This post is part of an occasional series focusing on Leadership Development Academy graduates and what they have done, personally and professionally, in the years following their LDA experience. Please contact us if you would like to be profiled here, or would like to recommend a graduate for us to feature.
May of 2019 (it seems like yesterday)
What are you doing now?
I currently serve as the dean of students at Marshall Middle School.

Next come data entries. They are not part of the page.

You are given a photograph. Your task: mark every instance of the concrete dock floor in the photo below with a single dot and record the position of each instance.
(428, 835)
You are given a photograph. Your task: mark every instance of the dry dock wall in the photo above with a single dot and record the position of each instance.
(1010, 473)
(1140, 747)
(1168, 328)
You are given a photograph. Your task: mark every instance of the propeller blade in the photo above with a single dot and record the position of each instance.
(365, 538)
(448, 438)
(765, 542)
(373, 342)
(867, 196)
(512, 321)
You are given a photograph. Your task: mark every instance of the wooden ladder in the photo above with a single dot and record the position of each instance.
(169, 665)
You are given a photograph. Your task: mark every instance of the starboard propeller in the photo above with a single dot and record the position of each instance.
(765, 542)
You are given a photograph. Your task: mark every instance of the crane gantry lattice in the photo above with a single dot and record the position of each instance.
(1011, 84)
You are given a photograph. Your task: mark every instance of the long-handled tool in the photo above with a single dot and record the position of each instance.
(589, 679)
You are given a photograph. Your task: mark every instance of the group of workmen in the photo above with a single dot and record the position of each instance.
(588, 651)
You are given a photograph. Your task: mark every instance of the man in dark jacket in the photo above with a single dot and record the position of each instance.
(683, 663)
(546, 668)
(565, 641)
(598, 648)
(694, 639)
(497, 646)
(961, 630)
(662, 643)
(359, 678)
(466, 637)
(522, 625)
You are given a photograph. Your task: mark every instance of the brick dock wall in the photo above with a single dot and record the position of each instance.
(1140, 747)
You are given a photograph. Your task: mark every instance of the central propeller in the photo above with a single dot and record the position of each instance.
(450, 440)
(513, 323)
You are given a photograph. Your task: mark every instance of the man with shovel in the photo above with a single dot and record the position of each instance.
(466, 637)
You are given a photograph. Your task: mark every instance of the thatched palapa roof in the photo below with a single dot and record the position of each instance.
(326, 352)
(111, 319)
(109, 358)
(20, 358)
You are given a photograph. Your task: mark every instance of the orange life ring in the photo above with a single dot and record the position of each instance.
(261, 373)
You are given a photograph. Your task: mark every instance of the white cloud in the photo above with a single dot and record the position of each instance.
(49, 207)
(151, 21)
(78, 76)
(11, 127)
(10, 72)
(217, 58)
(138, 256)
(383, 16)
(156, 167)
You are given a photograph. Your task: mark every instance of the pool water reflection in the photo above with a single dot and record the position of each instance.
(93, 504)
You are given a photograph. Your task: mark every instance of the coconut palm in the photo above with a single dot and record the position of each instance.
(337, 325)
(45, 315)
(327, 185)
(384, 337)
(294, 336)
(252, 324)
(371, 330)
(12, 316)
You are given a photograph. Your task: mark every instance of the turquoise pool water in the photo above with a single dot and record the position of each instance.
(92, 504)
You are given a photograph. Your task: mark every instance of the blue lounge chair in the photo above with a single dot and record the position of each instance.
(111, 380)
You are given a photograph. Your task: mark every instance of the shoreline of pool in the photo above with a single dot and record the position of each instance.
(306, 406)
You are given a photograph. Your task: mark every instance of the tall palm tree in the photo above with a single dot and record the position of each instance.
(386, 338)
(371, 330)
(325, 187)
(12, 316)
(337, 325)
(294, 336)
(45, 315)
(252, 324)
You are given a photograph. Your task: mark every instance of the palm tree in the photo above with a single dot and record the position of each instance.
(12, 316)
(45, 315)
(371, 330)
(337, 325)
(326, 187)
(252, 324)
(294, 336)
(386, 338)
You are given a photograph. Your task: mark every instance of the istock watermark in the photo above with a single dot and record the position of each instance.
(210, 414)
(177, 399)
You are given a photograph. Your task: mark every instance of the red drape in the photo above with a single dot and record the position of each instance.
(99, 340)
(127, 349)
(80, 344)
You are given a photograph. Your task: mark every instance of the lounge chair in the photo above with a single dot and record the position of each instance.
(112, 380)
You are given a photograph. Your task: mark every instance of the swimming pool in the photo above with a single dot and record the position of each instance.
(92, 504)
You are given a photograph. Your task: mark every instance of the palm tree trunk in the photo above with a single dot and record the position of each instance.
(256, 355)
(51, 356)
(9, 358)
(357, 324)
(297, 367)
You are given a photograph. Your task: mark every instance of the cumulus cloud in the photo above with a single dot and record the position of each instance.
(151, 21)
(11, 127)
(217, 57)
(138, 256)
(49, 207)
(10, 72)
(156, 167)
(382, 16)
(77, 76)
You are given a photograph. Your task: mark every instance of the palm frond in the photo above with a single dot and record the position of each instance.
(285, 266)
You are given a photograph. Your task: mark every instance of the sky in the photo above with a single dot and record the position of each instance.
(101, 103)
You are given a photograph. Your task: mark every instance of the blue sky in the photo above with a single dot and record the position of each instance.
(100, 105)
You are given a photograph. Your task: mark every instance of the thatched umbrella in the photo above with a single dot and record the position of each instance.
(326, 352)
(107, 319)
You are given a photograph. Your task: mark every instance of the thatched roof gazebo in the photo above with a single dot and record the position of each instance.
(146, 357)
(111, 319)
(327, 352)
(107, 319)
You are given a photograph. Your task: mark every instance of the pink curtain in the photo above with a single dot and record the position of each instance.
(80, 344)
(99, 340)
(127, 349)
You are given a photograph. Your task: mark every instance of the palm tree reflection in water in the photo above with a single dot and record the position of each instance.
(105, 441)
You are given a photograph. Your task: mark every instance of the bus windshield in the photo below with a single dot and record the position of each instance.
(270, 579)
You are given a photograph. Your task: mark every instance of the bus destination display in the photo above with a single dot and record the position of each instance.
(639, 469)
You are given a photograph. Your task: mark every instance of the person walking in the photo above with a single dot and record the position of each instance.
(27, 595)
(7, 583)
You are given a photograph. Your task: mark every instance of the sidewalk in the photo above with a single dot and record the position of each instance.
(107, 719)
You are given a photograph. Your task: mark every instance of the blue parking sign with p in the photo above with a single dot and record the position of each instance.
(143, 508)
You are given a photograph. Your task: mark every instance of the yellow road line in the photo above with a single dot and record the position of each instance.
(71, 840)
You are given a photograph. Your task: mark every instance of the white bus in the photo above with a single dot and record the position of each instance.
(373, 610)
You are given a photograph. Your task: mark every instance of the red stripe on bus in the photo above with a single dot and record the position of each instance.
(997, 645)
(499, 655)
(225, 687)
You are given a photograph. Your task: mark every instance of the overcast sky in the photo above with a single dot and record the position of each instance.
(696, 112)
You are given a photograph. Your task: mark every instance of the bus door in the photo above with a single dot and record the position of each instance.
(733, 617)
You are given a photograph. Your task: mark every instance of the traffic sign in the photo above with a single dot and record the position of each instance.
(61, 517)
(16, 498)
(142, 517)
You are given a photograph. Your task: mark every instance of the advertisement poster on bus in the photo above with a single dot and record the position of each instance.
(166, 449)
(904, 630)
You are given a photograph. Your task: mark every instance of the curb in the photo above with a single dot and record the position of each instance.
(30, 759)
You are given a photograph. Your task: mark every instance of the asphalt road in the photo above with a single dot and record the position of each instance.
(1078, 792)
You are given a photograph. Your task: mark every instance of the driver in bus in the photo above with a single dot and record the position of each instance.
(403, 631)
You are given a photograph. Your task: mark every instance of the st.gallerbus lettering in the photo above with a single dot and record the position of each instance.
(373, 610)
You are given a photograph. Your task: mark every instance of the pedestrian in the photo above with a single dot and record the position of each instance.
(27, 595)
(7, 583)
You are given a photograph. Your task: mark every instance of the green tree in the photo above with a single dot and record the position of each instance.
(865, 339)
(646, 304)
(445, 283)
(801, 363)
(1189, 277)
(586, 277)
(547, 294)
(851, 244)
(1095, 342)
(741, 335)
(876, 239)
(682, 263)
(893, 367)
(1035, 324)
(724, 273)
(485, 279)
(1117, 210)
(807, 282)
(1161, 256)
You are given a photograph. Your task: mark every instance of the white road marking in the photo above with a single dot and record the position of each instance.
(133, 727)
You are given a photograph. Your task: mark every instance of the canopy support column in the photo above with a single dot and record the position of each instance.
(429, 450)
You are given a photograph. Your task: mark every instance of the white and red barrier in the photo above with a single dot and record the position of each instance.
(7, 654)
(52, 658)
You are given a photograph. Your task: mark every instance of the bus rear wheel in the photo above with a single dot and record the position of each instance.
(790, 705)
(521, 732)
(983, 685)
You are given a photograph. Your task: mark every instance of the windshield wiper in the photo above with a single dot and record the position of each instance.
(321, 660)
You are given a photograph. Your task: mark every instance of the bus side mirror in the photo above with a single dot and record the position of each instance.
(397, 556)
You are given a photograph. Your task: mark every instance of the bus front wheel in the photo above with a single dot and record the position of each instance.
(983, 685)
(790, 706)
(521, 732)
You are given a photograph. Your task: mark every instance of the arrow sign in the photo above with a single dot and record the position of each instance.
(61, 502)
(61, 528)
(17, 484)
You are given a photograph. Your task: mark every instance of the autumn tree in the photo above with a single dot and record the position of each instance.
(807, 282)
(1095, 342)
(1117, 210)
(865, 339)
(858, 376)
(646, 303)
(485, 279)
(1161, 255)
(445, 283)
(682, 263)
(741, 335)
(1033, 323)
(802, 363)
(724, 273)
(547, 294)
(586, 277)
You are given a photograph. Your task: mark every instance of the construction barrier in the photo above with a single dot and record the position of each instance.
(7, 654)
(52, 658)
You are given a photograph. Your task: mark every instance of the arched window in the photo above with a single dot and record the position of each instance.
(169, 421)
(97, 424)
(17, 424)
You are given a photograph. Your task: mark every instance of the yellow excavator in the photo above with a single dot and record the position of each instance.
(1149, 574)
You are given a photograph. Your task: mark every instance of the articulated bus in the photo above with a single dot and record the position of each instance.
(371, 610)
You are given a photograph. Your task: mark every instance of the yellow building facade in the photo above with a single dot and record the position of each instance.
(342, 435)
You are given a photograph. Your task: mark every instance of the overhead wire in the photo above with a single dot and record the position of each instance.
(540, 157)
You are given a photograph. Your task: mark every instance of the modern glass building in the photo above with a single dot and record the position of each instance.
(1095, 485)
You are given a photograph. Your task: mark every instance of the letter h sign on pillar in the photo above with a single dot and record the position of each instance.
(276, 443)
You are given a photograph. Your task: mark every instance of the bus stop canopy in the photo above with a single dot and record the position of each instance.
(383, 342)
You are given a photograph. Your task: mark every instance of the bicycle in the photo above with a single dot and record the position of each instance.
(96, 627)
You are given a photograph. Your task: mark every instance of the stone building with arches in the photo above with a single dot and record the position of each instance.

What did you want to be when you grew up?
I originally wanted to become a professional basketball player, but that changed when I found my true calling within the sport of wrestling.
Upon entering college, I set my sights on becoming a dentist. My plan changed several times, so my ultimate goal now is to become a building administrator.
How did LDA help you on your journey?
LDA significantly helped with my fear of speaking in front of large crowds. It also reinforced the power of working in groups to reach a common goal. Those mentioned skills are critical in my job’s everyday grind to ensure the students’ success in my building.
My all-time favorite song is “My Girl” by the Temptations. That genre of music will never go out of style.
What piece of advice would you give a new LDA participant?
Don’t be in a rush to get it done. Appreciate the good times and the rough times as your group works to complete a community project.
What do you like to do in your spare time?
In my spare time, I enjoy having a good laugh with my wife and kids. Laughter is essential, especially now as we navigate through the uncharted waters of Covid-19.
Favorite Rock County event:
I enjoy attending the Doves and Diamonds annual event to raise money for Beloit Regional Hospice.
Where do you volunteer?
I have the privilege of serving as the African American Liaison Advisory Committee (AALAC) board chair and the vice-chair of the Janesville Multicultural Teacher Scholarship (JMTS).
If you could trade careers with any local person, who would you trade with and why?
I wouldn’t trade careers with anyone. I love what I do, primarily because of the opportunities to help students succeed in life.
When you reflect on your LDA experience, what is your fondest memory? Scariest memory?
The ropes course pushed me well out of my comfort zone. I’m deathly afraid of heights, and when I completed the ropes, I truly felt as if I achieved the impossible.
Future goal or dream:
My ultimate career goal is to become a school principal or assistant principal.
I don’t have any regrets necessarily. However, I am a Chicago Bears fan, and sometimes I wish they would have more success. Despite experiencing heartache year after year, I remain a fan.
Why have you stayed involved with LDA?
I appreciate what LDA did for my self-confidence and the connections made with fellow members of my graduating class and beyond.
“I will. I’ll adjust. I’ll find a way.”
This was a quote used by one of my college wrestling coaches. We will always run into some type of obstacle in reaching our goals. However, we have to adjust and find a way to succeed.
What was your LDA project? How did it impact your experience with LDA or in life?
My group captured the stories of Rock County veterans and recorded them within a documentary.
Before the project, I didn’t fully comprehend the significance of the ultimate sacrifice required to serve our country in the military’s various branches. Now my oldest son is currently a US Marine. He enlisted as my group was completing the project for LDA.
My project provided me with a new perspective on the military.
If you could choose a community project or need to help out with today, what would it be and why?
I would choose to complete a project on attacking generational poverty in our community. Unfortunately, I see the effects of generational poverty as an educator. We must unite as a community to ensure the well being of all residents.
Who do you look up to as a community leader/mentor?
I look up to former state Senator Tim Cullen. He does so much in the community to ensure that everyone has an opportunity to succeed.
Do you know of any new non-profits that might need community support now?
Beloit Regional Hospice. Due to COVID, they were unable to conduct any in-person fundraising activities this past year.